The last of him disappeared under the surface of the pit. I watched as the thread tied to Grace’s soul went slack, then snapped free.
Pain ripped through me. My knees buckled. The heat crushed in close as I dragged myself back up onto solid ground.
Far away, through the roar and the weight and the stench, I heard another sound.
My name.
“Peter,” Grace said. Her voice was thin, distant. “Come back. Please. Come back to me.”
Hands grabbed my shoulders. Not Bael’s. Seraphine’s.
She reached through the path I had opened, through the water, through the wards. Her power hooked into mine. Her will yanked.
Grace added hers. New and raw and trembling. She had just crawled out of a prison, and she was already reaching back in.
“Let him go,” Seraphine said. “You had your fight. He is bound. Peter, let go.”
I exhaled. For a second, I wanted to stay. Hell made a certain sense. There were no questions there. Only punishment.
Then I thought of Virgil’s body on the floor of the shop. I thought of Grace’s cheek against my hand.
I let go.
The pit and the screams dropped away. Cold water splashed over my face and I jerked upward.
My chest spasmed causing me to cough, choking as water poured out of my nose and mouth. My back slammed against the inside of the basin.
“Peter,” Grace said. “God, Peter.”
She was over me.
Her eyes were that gentle brown again. Wide. Ringed with red from crying. The mark on her skin still sat there, but it was dull, quiet, no longer pulsing.
Her hands framed my face, and I sighed feeling the warmth in her palms. Her body leaned over the basin, hair falling around us, her top clung to her from the sweat and stray splashes of water.
Seraphine knelt behind her, one hand on my shoulder, the other braced on the rim of the basin. She looked drained. Dark smudges sat under her eyes and dried blood marked her upper lip.
“You with us?” Seraphine asked. Her voice shook but held.
I nodded then blinked up at Grace. Her mouth trembled. Tears slid down her cheeks, dripping onto my chest.
“Your father…” I started.
She closed her eyes for a second. Her shoulders shook.
“I know,” she said. Her voice broke. “I know.”
She lowered her cheek into my hand. I had not realized I had lifted it, but my palm cupped her face, fingers spread along her jaw. She pressed into it as if she needed that touch to stay upright.
Tears trickled over my skin. “Ah, Gracie,” I said.
The words scraped out of my raw throat. “I am sorry. I am so damn sorry.”
She shook her head. “He must have known,” she said. “Dad always knew this would happen. Mom’s dreams… He knew. He used to talk about a night that smelled like smoke and iron. He told me he might not walk away from it. He must have said goodbye in his head before he walked through that door.”
Her lips pressed against my palm and my heart twisted.
“Grace, I…” I started.
I wanted to tell her everything. That I had dragged Bael down for her. That I would do it again. That the sight of Virgil hanging in the air would never leave me. That I loved her so much it scared me more than Hell.
She opened her eyes and met mine.
“I know, Peter,” she said. “I love you too.”
The words settled in the space between us. Simple and true. No rituals or spells between us, just a fact laid bare in a room that still held the ghost of her father’s last breath.
I let out a long, shaking breath.
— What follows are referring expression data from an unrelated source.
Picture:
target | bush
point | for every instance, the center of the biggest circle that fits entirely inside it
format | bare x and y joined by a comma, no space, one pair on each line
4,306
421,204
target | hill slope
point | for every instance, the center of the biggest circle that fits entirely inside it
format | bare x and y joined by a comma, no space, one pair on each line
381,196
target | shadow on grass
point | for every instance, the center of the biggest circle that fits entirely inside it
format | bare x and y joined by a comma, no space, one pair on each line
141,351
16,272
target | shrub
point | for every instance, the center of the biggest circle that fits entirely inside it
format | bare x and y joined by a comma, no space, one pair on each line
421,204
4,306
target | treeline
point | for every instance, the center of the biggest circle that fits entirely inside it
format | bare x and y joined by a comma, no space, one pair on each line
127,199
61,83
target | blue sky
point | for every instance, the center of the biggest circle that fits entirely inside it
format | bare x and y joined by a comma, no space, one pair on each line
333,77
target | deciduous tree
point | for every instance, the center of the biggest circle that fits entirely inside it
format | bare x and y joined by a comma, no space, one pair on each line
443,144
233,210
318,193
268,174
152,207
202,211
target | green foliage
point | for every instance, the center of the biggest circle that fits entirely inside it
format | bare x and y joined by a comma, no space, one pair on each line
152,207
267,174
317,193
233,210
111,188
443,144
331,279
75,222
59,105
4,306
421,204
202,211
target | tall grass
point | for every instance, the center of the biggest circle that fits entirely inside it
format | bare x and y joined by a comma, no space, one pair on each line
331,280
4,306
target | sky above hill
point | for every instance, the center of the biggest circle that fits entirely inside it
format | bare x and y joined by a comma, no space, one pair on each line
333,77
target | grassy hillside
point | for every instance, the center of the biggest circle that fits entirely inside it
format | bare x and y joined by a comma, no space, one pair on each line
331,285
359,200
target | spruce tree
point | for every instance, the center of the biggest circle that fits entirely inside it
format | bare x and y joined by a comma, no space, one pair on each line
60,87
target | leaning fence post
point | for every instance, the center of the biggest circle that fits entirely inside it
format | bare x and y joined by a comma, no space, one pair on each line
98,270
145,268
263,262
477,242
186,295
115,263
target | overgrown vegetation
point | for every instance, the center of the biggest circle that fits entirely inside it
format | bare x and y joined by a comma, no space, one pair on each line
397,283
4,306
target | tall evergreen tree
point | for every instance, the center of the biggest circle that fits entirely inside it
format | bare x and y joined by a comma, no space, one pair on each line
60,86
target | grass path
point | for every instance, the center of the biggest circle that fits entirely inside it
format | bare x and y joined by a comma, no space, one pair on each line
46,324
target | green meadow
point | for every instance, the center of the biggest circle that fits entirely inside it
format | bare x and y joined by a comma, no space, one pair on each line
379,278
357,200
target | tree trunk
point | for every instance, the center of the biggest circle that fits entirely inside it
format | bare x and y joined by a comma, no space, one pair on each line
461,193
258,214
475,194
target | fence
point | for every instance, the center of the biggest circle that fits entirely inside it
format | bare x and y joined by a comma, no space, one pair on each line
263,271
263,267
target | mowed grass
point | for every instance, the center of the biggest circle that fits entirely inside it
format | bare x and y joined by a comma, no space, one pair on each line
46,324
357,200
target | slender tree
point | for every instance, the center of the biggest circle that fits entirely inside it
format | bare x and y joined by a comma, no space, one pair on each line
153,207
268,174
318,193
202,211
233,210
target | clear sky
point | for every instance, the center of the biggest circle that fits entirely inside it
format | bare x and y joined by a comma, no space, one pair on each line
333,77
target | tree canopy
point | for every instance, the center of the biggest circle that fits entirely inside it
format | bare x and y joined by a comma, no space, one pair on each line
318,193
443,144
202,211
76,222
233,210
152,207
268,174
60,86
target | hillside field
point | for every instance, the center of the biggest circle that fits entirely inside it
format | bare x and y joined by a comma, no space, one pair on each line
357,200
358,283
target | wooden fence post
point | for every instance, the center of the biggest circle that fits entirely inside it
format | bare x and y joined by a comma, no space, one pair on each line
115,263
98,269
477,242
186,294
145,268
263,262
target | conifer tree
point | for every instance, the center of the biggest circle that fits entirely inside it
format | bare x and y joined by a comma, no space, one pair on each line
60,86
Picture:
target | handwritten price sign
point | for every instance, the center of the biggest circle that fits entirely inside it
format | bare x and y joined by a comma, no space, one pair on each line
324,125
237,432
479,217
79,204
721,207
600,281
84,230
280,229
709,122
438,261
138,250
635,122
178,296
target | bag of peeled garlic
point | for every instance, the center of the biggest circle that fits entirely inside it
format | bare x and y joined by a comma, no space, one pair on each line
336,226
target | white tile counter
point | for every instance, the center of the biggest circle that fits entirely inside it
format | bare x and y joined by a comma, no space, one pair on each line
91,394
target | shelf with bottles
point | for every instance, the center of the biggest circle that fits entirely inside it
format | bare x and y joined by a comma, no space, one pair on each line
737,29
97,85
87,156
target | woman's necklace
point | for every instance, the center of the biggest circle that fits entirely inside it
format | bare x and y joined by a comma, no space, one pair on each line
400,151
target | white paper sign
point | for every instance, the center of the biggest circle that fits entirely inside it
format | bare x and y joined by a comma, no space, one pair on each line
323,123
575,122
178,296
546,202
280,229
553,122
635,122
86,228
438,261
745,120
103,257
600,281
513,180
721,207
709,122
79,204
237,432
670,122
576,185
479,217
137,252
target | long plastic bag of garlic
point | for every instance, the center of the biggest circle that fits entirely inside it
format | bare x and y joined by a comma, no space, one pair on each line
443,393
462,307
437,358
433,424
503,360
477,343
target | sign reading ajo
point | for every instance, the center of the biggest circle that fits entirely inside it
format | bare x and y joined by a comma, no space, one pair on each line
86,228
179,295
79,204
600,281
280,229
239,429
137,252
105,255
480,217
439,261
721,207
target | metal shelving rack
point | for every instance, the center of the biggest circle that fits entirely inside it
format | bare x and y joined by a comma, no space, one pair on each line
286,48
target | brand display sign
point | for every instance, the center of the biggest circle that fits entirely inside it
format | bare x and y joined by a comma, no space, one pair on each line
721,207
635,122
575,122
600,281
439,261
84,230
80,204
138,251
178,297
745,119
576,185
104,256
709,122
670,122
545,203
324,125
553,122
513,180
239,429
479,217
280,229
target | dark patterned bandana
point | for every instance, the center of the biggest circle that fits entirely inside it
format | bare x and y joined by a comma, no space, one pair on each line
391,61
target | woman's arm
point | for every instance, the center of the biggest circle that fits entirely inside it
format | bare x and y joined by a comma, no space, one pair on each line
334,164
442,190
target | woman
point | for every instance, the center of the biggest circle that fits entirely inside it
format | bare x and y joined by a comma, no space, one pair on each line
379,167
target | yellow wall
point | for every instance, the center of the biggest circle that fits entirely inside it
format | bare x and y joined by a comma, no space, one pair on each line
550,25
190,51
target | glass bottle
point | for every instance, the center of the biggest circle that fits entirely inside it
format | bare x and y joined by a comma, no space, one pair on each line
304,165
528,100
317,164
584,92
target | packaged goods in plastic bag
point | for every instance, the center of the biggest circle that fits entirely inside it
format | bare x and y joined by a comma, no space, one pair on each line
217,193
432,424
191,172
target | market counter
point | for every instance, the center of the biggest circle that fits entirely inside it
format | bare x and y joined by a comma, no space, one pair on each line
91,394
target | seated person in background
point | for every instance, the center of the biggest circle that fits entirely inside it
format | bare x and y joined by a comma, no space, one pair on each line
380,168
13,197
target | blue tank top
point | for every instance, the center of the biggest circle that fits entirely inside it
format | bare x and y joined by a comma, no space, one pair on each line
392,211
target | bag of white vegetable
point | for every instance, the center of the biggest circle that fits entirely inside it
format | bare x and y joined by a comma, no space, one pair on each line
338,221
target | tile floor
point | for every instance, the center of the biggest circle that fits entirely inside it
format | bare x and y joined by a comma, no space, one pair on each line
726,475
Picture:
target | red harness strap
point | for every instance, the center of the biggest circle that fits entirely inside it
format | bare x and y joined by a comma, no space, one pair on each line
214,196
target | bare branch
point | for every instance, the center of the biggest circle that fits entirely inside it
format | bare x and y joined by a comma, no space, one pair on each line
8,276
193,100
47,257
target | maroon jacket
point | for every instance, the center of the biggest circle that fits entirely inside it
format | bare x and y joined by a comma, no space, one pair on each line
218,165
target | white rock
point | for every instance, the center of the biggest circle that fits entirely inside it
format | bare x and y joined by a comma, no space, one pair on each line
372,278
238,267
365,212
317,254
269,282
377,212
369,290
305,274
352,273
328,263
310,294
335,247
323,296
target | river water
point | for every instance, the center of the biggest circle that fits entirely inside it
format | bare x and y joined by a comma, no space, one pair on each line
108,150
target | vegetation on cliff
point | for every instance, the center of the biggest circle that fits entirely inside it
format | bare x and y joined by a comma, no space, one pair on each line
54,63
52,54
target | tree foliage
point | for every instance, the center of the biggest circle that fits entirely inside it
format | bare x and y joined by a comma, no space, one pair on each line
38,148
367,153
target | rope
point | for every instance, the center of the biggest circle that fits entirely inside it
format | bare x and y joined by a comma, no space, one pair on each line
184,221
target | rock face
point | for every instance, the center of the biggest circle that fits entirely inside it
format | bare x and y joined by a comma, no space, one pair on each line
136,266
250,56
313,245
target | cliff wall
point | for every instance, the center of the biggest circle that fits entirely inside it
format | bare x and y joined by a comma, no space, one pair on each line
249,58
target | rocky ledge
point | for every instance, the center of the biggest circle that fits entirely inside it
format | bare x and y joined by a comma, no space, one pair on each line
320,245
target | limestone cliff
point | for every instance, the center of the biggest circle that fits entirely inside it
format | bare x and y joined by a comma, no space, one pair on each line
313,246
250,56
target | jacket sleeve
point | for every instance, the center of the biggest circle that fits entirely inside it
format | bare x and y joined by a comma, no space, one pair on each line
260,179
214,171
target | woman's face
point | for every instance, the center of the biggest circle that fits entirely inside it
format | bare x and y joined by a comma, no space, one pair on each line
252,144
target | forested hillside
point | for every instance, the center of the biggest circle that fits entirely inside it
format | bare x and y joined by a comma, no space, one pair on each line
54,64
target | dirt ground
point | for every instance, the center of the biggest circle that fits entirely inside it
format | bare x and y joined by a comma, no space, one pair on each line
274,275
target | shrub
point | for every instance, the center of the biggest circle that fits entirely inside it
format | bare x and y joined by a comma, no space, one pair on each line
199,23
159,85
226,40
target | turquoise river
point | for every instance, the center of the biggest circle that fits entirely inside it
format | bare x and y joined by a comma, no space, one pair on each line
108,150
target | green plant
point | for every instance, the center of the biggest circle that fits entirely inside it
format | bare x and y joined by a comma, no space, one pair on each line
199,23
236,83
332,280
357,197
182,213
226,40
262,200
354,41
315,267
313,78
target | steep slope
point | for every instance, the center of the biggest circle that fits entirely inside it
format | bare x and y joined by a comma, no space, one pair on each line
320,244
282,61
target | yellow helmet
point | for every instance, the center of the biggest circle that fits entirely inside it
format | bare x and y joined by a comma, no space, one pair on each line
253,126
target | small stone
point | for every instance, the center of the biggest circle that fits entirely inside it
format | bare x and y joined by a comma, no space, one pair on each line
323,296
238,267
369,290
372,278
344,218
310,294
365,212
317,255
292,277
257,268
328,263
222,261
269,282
Her thumb stroked my cheek. My other hand rose to her waist, fingers curling into the fabric of her shirt, needing to feel that she was real and warm and here.
Behind her, Seraphine bowed her head over Virgil’s body on the floor. For that small stretch of time, I stayed in the basin with Grace’s face above mine, her cheek in my palm, her words in my chest.
Hell could keep its screams. I was exactly where I needed to be.